Grant draws in slow, purposeful breaths. His fingers tap out an uneven rhythm. Christian’s wide eyes move back and forth between the two of them like he’s at a tennis match. Or, more accurately, at an old west shootout at high noon, waiting to see who will kill who first.

Grant’s expression eases into something approaching pleasant. He nods to her hand. “You’re wearing your ring.”

Her hand fists on the arm of the chair. She immediately regrets it.

“You weren’t, when Coulson marched me out of the base,” he goes on calmly. “But you had been. Recently.”

“For HYDRA,” she says. “I was playing the part of the grieving widow rather convincingly, I think.”

“Good,” he says immediately. “Remind anyone who might be looking that you’re mine.”

“I told them you were dead,” she spits. “And I am not _yours_. Not in any sense of the word.”

He looks like he might want to argue that point, but Christian cuts in. “As fun as it is watching someone else’s marriage fall apart, I’d really like to know what the plan here is, Grant. You had to have been thinking past the trip down memory lane.”

It’s easier this time for Grant to push aside his rage. She wonders if it’s just the back-to-back resurgences or if it has something to do with the sharp edge to his smile.

“I do,” he says, “but none of those accounted for my _wife_ showing up.” Despite his words, he doesn’t seem perturbed by her bursting in on his plans. He stands and holds his hand out for her to take.

She crosses her arms over her chest and stands herself.

“Why don’t you go upstairs?” he asks. “Get some sleep. Coulson made you fly out here, didn’t he?” He rubs her shoulders gently as he ushers her towards the door. The familiar gesture, coupled with the stress of not only his presence but the flight (it’s been six months, how can he still read her so well?) have her fighting exhaustion before she makes the foyer.

“Second room on the right. It has its own bathroom, so you don’t have to go looking.” There’s something about his phrasing there that catches in the back of her mind. “Jemma.” His serious tone has her turning at the foot of the stairs.

He catches her chin between his fingers, keeping her focus on him. Not that it would be anywhere else at the moment. He steps into her space, his free hand sliding over her hip to pull her to him. She should be fighting him tooth and nail, trying to escape. Part of her reasons that fighting back, when he has her overpowered and outnumbered, will only impede her later, when she might have real chances to get away. But none of that logic explains why her mouth falls open slightly in anticipation of a kiss.

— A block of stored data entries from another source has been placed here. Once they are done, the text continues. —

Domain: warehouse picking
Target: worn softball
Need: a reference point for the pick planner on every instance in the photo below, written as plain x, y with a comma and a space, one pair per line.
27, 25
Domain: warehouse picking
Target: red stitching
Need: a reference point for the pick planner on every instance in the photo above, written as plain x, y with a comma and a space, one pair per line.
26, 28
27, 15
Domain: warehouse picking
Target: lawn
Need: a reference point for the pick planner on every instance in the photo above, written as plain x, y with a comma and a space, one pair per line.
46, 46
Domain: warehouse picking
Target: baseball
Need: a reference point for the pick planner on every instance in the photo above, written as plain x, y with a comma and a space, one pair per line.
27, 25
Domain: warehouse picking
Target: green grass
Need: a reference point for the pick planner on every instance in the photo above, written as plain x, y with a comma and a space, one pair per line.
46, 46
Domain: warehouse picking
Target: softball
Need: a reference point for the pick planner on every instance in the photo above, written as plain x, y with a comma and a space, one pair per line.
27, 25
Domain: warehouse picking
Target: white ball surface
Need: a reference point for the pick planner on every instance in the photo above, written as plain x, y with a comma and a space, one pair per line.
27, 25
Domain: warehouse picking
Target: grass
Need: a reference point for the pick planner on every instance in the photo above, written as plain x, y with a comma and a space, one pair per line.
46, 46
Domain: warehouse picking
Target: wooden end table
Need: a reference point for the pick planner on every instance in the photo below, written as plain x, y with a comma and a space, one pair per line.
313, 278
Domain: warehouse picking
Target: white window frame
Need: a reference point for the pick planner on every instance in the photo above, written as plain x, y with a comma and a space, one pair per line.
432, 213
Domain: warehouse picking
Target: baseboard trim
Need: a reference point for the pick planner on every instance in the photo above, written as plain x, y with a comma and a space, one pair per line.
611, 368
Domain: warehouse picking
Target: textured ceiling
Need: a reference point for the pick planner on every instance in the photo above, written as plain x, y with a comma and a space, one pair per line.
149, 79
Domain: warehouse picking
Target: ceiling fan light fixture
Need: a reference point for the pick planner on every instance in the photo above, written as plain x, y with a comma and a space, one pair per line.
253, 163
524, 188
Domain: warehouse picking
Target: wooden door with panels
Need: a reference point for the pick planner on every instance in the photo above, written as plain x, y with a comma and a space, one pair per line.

His breath is warm against her lips, but he never closes that final distance. Instead he lifts his hand away from her hip, allowing her to see her own phone out of the corner of her eye. Her heart drops.

“Don’t make me chase you,” he warns, and returns to discuss whatever comes next with Christian.

She spends several long seconds staring at the front door, knowing she can’t actually make an escape that way, before Grant clears his throat, spurring her up the stairs.

Naturally, she doesn’t go straight for the room he ordered her to. The first door on the left is a linen closet, with only a few back-ups of basic necessities. Nothing she can use. The first door on the right reveals a narrow flight of stairs, presumably to the attic. Jemma files that knowledge away and moves on.

Just stepping into the room Grant ordered brings back her exhaustion. The big, cushy bed. The warm cherry wood. The hazy light peeking through the curtains. It’s impossible not to feel sleepy.

She pushes it down to search for supplies. There is, unfortunately, not much. Being a vacation home, the place doesn’t see the day-to-day living that would account for a stray letter opener or pair of scissors. Even so, she’s barely made it halfway through the room before she hears at rattle at the door.

Her heart stutters in her chest. Not, she’s surprised to realize, at the thought of Grant out there. She’s thinking of his brother. This is the house where Christian terrorized Grant, forcing him to watch as their younger brother died. What if Christian decides to revisit that exercise, scar Grant anew as an adult?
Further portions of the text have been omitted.